Mit Wärmestrahlung lassen sich viele Eigenschaften von Gasen, Werkstoffen und biologischem Gewebe untersuchen. Doch die Nachweisgeräte für diese Infrarotanalysen sind relativ kostspielig und nur eingeschränkt nutzbar. Eine Alternative hat nun eine Forschergruppe in Singapur entwickelt. Sie nutzte sichtbares Licht, um damit ein Gas im Spektrum der Wärmestrahlung zu untersuchen. Ihren Versuchsaufbau, der sich auf viele weitere Anwendungsbereiche erweitern ließe, präsentieren die Wissenschaftler in der Fachzeitschrift „Nature Photonics“.
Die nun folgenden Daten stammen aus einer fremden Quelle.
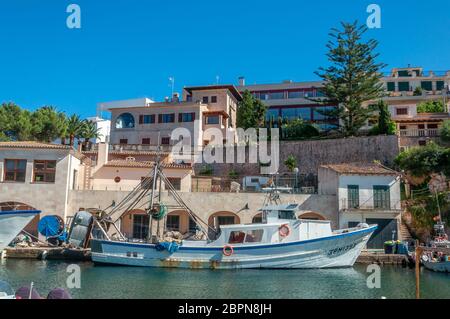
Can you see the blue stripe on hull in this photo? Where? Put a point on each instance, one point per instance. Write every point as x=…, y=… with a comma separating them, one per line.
x=20, y=212
x=335, y=251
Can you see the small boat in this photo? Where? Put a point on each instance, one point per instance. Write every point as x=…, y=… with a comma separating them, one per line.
x=438, y=261
x=6, y=292
x=12, y=222
x=280, y=241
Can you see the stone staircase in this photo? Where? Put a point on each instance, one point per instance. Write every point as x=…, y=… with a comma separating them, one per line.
x=405, y=234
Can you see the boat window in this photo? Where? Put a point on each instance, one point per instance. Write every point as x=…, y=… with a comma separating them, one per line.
x=236, y=237
x=254, y=236
x=286, y=214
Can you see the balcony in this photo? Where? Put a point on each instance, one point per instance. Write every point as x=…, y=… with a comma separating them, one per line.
x=132, y=148
x=419, y=133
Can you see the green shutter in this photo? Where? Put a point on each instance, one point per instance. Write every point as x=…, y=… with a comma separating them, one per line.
x=381, y=197
x=353, y=196
x=391, y=86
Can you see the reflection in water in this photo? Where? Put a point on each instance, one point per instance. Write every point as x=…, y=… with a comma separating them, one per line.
x=123, y=282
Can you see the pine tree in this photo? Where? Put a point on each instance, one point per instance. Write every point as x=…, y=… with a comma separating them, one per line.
x=251, y=112
x=353, y=78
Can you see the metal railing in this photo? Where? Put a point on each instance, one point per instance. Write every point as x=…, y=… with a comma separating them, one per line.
x=370, y=205
x=419, y=133
x=285, y=185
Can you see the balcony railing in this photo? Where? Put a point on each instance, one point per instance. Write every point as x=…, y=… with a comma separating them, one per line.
x=133, y=147
x=419, y=133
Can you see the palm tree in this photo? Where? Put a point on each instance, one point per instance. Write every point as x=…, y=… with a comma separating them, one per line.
x=89, y=131
x=74, y=128
x=63, y=133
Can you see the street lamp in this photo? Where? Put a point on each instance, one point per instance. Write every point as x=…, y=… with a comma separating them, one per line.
x=296, y=171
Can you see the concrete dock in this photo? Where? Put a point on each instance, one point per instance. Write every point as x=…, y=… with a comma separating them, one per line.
x=380, y=258
x=48, y=253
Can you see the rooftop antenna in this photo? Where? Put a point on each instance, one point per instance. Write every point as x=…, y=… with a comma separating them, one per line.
x=172, y=84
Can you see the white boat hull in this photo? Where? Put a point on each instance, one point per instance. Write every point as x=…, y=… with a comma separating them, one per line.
x=340, y=250
x=443, y=266
x=12, y=223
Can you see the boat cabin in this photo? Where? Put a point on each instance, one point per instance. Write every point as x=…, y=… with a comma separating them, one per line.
x=280, y=224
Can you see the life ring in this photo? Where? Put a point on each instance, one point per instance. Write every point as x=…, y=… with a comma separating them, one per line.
x=228, y=250
x=284, y=231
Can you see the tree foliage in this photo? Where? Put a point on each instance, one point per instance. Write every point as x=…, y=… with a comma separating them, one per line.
x=299, y=129
x=354, y=76
x=385, y=125
x=15, y=124
x=45, y=124
x=291, y=163
x=425, y=160
x=430, y=107
x=251, y=112
x=445, y=131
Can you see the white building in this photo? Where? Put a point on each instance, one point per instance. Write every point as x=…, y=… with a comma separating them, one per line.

Strahlengang durch zwei Kristalle im Versuchsaufbau
Infrarotanalysen mit sichtbarem Licht

„Wir glauben, dass diese Technologie die bisher verfügbaren Methoden der Infrarotspektroskopie ergänzen wird“, sagt Leonid Krivitsky von der Agency for Science, Technology and Research in Singapur. Mit seinen Kollegen nutzte er grünes Laserlicht mit einer Wellenlänge von 532 Nanometern. Dieses lenkte er in einer kleinen Vakuumkammer auf einen Lithiumniobat-Kristall, der die eingestrahlten Lichtteilchen aufteilte. So entstanden jeweils ein Lichtteilchen im roten (608 Nanometer) und ein weiteres im infraroten (4280 Nanometer) Spektralbereich. Mit einem weiteren Lithiumniobat-Kristall konnten die beiden Lichtteilchen wieder vereint werden. Dabei entstand ein spezifisches Interferenzmuster, das sich mit einem Chip, der empfindlich auf sichtbares Licht reagierte, aufzeichnen ließ.

Um ihre Methode zu testen, füllten Krivitsky und Kollegen etwas Kohlendioxidgas zwischen die beiden Kristalle, das Wärmestrahlung absorbieren kann und für sichtbares Licht durchlässig ist. Dank dieses Effekts wurde die Intensität des aufgeteilten Infrarotlichts etwas geschwächt. Wieder mit dem roten Lichtanteil kombiniert, ergab sich ein Interferenzmuster, aus dem sich das Absorptionsvermögen und der Brechungsindex von Kohlendioxid für Wärmestrahlung exakt bestimmen ließ. Für die Aufnahme eines kompletten Interferenzspektrums benötigten die Forscher etwa zehn Sekunden. Die Genauigkeit rangierte in der gleichen Größenordnung wie bei Experimenten, bei denen direkt Infrarotlicht verwendet wurde.

Dieser Versuch belegt, dass auch genaue Infrarotanalysen mit günstigen Sensoren und Optiken für sichtbares Licht möglich sind. Nach dem ersten Versuch mit einem Gas könnte die Methode der geteilten Lichtteilchen auch für die Untersuchungen von Werkstoffen und biologischem Gewebe verwendet werden.